Grace Christian Academy (GCA) is a private K–12 Christian school located in Clear Lake City, Houston, Texas. The independent Christian school is located on a 20 acre facility, with one building and 106,000 sqft of useable space, in the Pineloch neighborhood in Clear Lake City. The plot the school is built on is surrounded by outside athletic facilities.

==History==
GCA was founded in 1993 as Grace Christian School. In 2004 Grace Community Church moved to a new location. The school bought the building and changed its name to Clear Lake Christian School. In 2005 Harvest Christian Academy closed, consolidating into CLCS, and in celebration of its 25th year is now named Grace Christian Academy. In 2006 South Shaver Baptist Christian School closed, consolidating into CLCS.

== Academics ==
GCA has a 100% graduation rate, with 97.5% of students continuing to university. Notably, GCA graduates continued their academic studies to facilities such as the University of Oxford, Harvard University, Georgetown University, Penn State University, Rice University, and Baylor University, among others.

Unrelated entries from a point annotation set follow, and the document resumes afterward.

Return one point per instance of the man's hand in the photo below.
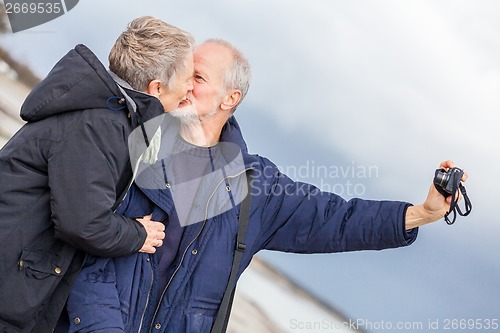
(434, 207)
(156, 234)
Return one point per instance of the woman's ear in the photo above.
(230, 101)
(154, 88)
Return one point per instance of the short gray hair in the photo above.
(239, 75)
(148, 50)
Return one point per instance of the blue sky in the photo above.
(396, 86)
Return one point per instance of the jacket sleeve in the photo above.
(84, 169)
(299, 218)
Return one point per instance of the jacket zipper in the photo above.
(187, 248)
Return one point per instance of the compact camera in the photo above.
(448, 183)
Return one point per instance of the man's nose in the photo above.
(190, 85)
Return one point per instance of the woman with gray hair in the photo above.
(63, 174)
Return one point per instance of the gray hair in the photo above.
(148, 50)
(239, 75)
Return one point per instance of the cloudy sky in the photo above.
(381, 91)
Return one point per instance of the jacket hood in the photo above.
(78, 81)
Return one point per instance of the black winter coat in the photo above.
(60, 176)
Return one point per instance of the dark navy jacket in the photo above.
(112, 295)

Grace Christian Academy holds memberships the Association of Christian Schools International (ACSI), International Christian Accrediting Association (ICAA), AdvancED Worldwide, T-CAL and NCAA.

=== Extracurricular activities ===
The school has a STEM program, Student Council, Athletics, Beta Club, National Honor Society, History Club, Yearbook, Robotics, and National Elementary Honor Society.

=== Faith integration ===
Each morning opens with a school assembly and prayer. Students participate in weekly chapel services held on Thursdays. High school students are required to complete 4 credits of Bible. Elementary students begin each day with a Bible lesson.

==Demographics==
As of 2018, GCA has over 250 students. The school has one of the most diverse populations for private schools in the area.

- 8.0% African/American
- 10.0% Hispanic
- 21.7% Asian
- 61% White
- 0.3% two or more races

==Athletics==
GCA is associated with T-CAL and has six man football.

The varsity volleyball team competes in Division TCAL 3A. Since 2012, they have consistently ranked in the top 5 for the state of Texas, becoming state champions in 2014 and 2016.